Il risultato fu l’ennesima vittoria di Diesel Noi (che rimase imbattuto per 50 incontri consecutivi, tranne una più che controversa sconfitta contro Padejsuek Pisanurachan) che però costrinse il nostro ad una forzata inattività per mancanza di sfidanti durata fino all’estate del 1984 anno in cui si sbarazzò facilmente a suon di ginocchiate di Sakad Petyindi.

A parte qualche altro incontro all’estero (tra cui una vittoria contro il grande kickboxer statunitense Peter Cunningham presso l’Olympic Stadium di Los Angeles) Diesel Noi Chor Thanasukarn terminò la sua carriera prematuramente proprio per la sua eccezionale forza e tecnica che, se da un lato gli permisero di entrare nella leggenda della Muay Thai moderna dall’altro lo resero un avversario troppo impegnativo persino per i super atleti siamesi.

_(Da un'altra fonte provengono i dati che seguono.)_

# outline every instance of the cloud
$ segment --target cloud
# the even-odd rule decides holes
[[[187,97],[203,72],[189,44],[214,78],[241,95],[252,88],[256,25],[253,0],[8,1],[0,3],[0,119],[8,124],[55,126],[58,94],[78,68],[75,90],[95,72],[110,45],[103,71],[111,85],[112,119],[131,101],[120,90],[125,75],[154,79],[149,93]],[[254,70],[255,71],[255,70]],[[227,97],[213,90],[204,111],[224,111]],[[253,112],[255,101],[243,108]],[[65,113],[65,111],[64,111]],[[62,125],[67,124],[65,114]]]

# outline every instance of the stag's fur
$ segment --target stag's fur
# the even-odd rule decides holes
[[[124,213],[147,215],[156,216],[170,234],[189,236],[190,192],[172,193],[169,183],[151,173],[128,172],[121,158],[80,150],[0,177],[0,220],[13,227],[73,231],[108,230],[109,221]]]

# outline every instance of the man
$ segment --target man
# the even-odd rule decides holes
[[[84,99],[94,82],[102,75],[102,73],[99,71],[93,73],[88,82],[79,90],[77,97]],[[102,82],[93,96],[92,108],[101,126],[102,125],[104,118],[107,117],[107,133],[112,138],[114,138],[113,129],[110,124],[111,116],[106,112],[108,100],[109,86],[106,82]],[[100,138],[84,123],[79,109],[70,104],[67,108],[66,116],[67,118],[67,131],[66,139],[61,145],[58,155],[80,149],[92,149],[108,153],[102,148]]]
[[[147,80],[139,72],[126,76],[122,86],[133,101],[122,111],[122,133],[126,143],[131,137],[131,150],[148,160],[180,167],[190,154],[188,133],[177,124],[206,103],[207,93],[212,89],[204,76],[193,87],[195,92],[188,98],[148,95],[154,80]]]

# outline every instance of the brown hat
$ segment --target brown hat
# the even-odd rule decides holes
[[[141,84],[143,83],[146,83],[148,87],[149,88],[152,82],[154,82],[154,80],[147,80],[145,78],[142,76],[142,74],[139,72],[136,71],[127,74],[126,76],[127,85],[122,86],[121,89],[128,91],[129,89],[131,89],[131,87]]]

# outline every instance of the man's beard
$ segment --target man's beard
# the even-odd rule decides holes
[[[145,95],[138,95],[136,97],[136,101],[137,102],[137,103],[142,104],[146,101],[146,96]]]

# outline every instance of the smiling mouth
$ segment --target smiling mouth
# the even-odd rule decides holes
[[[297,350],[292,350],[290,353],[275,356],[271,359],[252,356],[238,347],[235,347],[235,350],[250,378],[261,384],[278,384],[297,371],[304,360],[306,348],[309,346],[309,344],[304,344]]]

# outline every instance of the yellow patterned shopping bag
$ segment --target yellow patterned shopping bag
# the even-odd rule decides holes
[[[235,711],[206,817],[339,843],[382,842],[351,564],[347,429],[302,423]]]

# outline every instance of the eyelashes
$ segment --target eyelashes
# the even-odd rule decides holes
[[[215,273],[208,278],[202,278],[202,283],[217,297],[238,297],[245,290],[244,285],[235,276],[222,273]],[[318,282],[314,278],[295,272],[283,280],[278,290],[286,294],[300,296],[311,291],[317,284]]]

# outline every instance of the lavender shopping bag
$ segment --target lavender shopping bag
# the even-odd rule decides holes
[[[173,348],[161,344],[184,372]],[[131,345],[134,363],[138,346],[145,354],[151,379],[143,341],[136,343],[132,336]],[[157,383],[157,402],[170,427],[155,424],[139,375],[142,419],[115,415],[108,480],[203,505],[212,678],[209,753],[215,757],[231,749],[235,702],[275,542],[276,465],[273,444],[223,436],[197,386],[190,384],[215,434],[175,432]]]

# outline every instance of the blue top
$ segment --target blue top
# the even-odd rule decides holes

Ho avuto l’onore di incontrare Diesel Noi nell’agosto del 1990 e l’impressione che mi ha lasciato è stata quella di un campione vero, fuori come dentro al ring: l’episodio su cui ha insistito durante i nostri colloqui è stato quello della morte di un suo avversario, causata proprio dai suoi terribili colpi di ginocchio, che , a distanza di tanti anni ancora lo tormentava.

         

La sua voglia di espiazione, a carriera terminata, fu tale da portarlo a divenire monaco buddista per diversi anni, non riuscendo a perdonarsi per quanto accaduto sul ring tanti anni prima.

Sotto il profilo tecnico i filmati dei suoi incontri mi evidenziarono come il suo stile di lotta aggressivo e basato su colpi estremamente veloci, e quindi potenti, supportati da un gioco di prese efficacissimo, ha portato ad una evoluzione, durata fino alla metà degli anni ’90, del modo di combattere corpo a corpo nella Muay Thai.

Alcuni movimenti utilizzati regolarmente sul ring prima dello ”avvento” di Diesel Noi, a causa sua caddero completamente in disuso perché resi obsoleti dalle innovazioni tecniche apportate dal grande campione che, per tutti gli appassionati di Muay Thai e per i patiti di lotta corpo a corpo (come il sottoscritto) in particolare, resterà una figura da ammirare e da cui apprendere.